При этом среди прочих достоинств турок особо подчеркивались их религиозность и воинственность. М. Монтень писал: «Самое мощное государство на свете, какое только известно нам в настоящее время, – это империя турок, народа, воспитанного в почтении к оружию и в презрении к наукам» [Монтень, 1991, кн. 1, с. 228]. Он предлагал даже заставить молодежь, чтобы она «вместо того, чтобы без толку скитаться по городам и весям да обучаться бог знает чему, тратила половину своего времени на участие в морских походах под началом какого-нибудь хорошего капитана, командора родосских рыцарей, а другую половину на изучение дисциплины, принятой в турецком войске, как имеющей большие преимущества по сравнению с нашей» [Там же, кн. 3, с. 427][3]. Идеализируя Турцию, европейские публицисты создают ее образ как антипод европейского мира. Турция, в их представлении, – это как бы Европа наизнанку. Европейские монархи слабы, султан силен; европейские армии состоят из наемников и грабителей, у султана отличные дисциплинированные воины; европейские суды коррумпированы, у турок строгие и неподкупные судьи; европейцы – еретики и вероотступники, турки истинно религиозны и т. д.
Эти идеи проникали в русскую культуру XVI в., в частности через публицистику Ивана Пересветова[4]. Пересветов не считал Русь европейской страной и смотрел на нее как на «восточное царство», что в его глазах было не минусом, а плюсом. По его мнению, Турция, победившая Византию, должна занять ее место в русском культурном сознании. Идеальным правителем, на которого должен ориентироваться Иван Грозный, Пересветов считает Мухамеда II. Подобно тому как казанцы в «Казанской истории» молятся православному Богу, Мухамед II у Пересветова учится по христианским книгам. Он не слушает коварных вельмож, зато воины пользуются у него особым почетом: «Ино у царя, кто против недруга крепко стоит, смертною игрою играет и полки у недругов разрывает, и царю верно служит, хотя он меньшего колена, и он его на величество подымает, и ему имя великое дает, и жалованья много ему прибавляет, для того веселит сердца воинникам своим» [Пересветов, 1956, с. 158][5].
Таким образом, ислам, православие и война оказываются в едином смысловом пространстве. Ценности каждой из этих систем, комбинируясь между собой, и породили концепцию священной войны в русском религиозном сознании XV–XVI вв.
Хотя в Средние века мир постоянно прерывался войнами, и войны часто имели идеологический смысл, христианское мировосприятие исходило из идеи мира как некой первоосновы. О войнах потому много говорится в летописях, что летописцы их воспринимают как эксцесс. Мирная жизнь как норма редко становится предметом изображения и осмысления. В «Повести временных лет» есть года, под которыми нет никаких записей.
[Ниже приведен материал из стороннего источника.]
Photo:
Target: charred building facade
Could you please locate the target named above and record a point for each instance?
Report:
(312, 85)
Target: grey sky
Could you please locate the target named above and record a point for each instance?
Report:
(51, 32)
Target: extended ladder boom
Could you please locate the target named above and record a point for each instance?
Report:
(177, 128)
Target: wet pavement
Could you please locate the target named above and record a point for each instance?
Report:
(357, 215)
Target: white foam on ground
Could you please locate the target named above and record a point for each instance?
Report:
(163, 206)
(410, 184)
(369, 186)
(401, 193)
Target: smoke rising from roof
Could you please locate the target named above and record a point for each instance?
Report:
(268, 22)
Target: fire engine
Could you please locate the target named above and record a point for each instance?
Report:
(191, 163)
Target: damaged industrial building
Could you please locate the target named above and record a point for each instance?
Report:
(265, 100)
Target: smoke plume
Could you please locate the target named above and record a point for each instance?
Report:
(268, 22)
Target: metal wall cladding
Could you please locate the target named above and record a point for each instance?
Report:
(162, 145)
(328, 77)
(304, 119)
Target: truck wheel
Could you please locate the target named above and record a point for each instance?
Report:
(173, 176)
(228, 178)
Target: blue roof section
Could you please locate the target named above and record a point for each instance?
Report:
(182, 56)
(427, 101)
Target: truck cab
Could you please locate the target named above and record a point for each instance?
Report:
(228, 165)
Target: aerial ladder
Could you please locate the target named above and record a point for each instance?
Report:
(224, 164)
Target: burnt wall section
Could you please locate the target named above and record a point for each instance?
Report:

Это значит, что кровь не лилась, никто не нарушал клятв и не совершал преступлений. А один раз летописец даже написал: «В лето 6537 (1029) Мирно бысть» [ПВЛ, 1996, с. 65], и все. Если мир, то и говорить не о чем. «Домострой» в этом смысле скорее исключение, свидетельствующее о начале глубоких сдвигов в сознании московского человека XVI в.
XVIII век – век Просвещения – с его крайними формами секуляризации перевернул средневековые представления о мире и войне. В России в начале XVIII в. сменилась культурная парадигма. Западное влияние, ощущавшееся в России с конца XIV в. и стремительно нараставшее на протяжении XVII в., получило идеологическое закрепление в ходе Петровских преобразований. Новые представления русских людей о войне и мире стали формироваться не только под воздействием русской национальной традиции, но и под влиянием новейших европейских идей. Идеи Нового времени, непосредственно предшествовавшие Просвещению, проникают в Россию в эпоху Петра I. В 1710 г. по распоряжению Петра был сделан перевод трехтомного труда Гуго Гроция «О законах брани и мира»[6].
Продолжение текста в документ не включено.